主演のオダジョーも警察の敏腕刑事を演じる葛山信吾も自然体の演技。昭和ライダーみたいな子供向けの大げさな演技もないし、その後の平成ライダーの不真面目な台詞もつまらないおふざけギャグもないんです。だから見るシーンによっては刑事物のドラマに見えるほど。
ほかにも「いやあ、ほんまによおやってくれました」とスタッフの手を取って感涙にむせびたいほどの画期的作品となりましたが、その後はやはりスポンサーでも頭の堅い偉いジサマ連中の無理解に圧されたか、今ではかつての昭和ライダー的展開になって行きます。
ぶっちゃけた話、とにかくオモチャを売らねばならないのは宿命。
この辺はガンダムと同じなんですが、プラモと違って模擬格闘というか、私ら初代のライダー世代が“ごっこ”を基本とする遊びしか知らなかったためか、グッズはおおむねライダーの装備品なのが苦しい。
そして1971年以来36年も連綿と続くオモチャが変身ベルト。

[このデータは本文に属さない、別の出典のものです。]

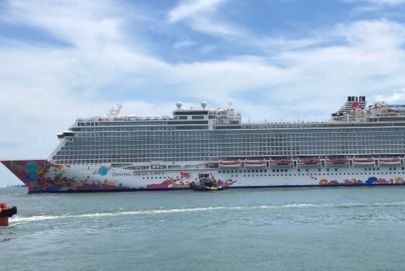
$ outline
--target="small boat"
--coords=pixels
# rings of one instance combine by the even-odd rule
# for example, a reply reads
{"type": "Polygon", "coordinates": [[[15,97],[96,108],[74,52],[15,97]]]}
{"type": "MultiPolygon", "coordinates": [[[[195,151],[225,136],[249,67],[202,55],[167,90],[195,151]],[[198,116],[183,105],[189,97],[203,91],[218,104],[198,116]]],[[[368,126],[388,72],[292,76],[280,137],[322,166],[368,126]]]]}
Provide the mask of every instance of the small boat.
{"type": "Polygon", "coordinates": [[[401,159],[398,157],[381,157],[378,163],[381,166],[397,166],[401,164],[401,159]]]}
{"type": "Polygon", "coordinates": [[[321,164],[321,159],[317,157],[301,158],[298,161],[300,166],[319,166],[321,164]]]}
{"type": "Polygon", "coordinates": [[[353,158],[353,165],[356,166],[373,166],[375,161],[373,158],[364,157],[364,158],[353,158]]]}
{"type": "Polygon", "coordinates": [[[292,166],[293,161],[292,159],[282,158],[282,159],[272,159],[270,163],[272,166],[292,166]]]}
{"type": "Polygon", "coordinates": [[[245,160],[245,168],[264,168],[267,167],[266,160],[245,160]]]}
{"type": "Polygon", "coordinates": [[[334,158],[328,158],[325,161],[326,165],[348,165],[349,164],[349,159],[346,157],[334,157],[334,158]]]}
{"type": "Polygon", "coordinates": [[[220,168],[240,168],[242,165],[241,161],[235,160],[235,161],[221,161],[219,162],[219,167],[220,168]]]}
{"type": "Polygon", "coordinates": [[[207,173],[198,174],[198,182],[191,182],[190,188],[194,191],[220,191],[224,187],[207,173]]]}
{"type": "Polygon", "coordinates": [[[12,217],[15,214],[17,214],[17,207],[15,206],[7,209],[0,208],[0,217],[12,217]]]}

(これ、全部集めてるコレクターいるんでしょうねえ)昭和の頃はせいぜい豆電球で光り、モーターで何か廻すのが精一杯でしたが、今ではハイテクのおかげで何通りも音は鳴るし光も多彩だし、スイッチも無接触タイプやら可能になったもんで何でもアリです。
『龍騎(りゅうき)』と『剣(ブレイド)』ではカード入れ、『555(ファイズ)』では携帯電話、『響(ひびき)』では楽器などアイデア出しには毎回涙ぐましいほどの努力が見られますが、今放映中の『電王(でんおう)』ではなんと定期入れ…というか、SUICAやICOCAみたいな交通機関用非接触型自動改札システムICカードをベルトにかざして変身するんですな。
(;´д`;)いたましや…
しかも変身するときの音が電車が発車するときホームで鳴る電子音を模したもの。
(;´〜`;)………
また変身後の姿がこれまでにないくらいブサイクで…(T△T) 昭和ライダーもあとになるほどヘンチクリンなデザインになっていきましたし、そろそろ平成シリーズも潮時かな?
ちなみに写真はその“仮面ライダー電王”。けったいな目玉のデザインは桃が割れたときのイメージだそうで。
なんで桃?という理由は仮面ライダー電王公式サイトでご確認下さい。
ただしですね、主人公は超へなちょこで、そこへ異世界の化け物が憑依することで人格が変わって強くなるという設定は悪くない。そしてこの化け物の方がデザインがかなりイイ。
しかも憑依するのがいろいろいるので(現時点では二人)主役を演じる役者は多重人格としてそれぞれを演じ分けないといけないのでがんばってますね。
たぶんこの後も数タイプ出てきそうなので、彼にはますます演技力が必要になってくることになります。これには大いに期待したい。
しかしそれにしてもオモチャ売りたしのためとはいえ、毎回なんやかやとメカが登場しますが、今回は時を越える電車。ところがこれ、もうほとんどそのあとに放映されている『◯◯レンジャー』に出てくる巨大ロボットとおなじで、中からぐっちゃんぐっちゃんワケの分からん兵器が出てまいります。
しかもこの電車を主人公が操るのになぜか電車の中でバイクにまたがる。
ヽ(´∀`*)ノ もお、やけくそとしか思えません。こーゆーのがなかったら、もしかしたら平成ライダーたちはもっともっとイイ作品になっただろうに…あ〜、もったいない。
ちなみに映画『仮面ライダーThe Fast』はこの辺をもう一度ちゃんとしたくてこしらえたという感があります。しっかりした舞台設定と共に、なかなかお話がよくできてるんですよ。
もしかしたら、ちゃんとバイクによるスタントアクションをした“ライダー”はこの作品だけかも。ただし、予算が足りなかったんだなあ…と裏事情をおもんぱかって涙が出そうになるのは同じです。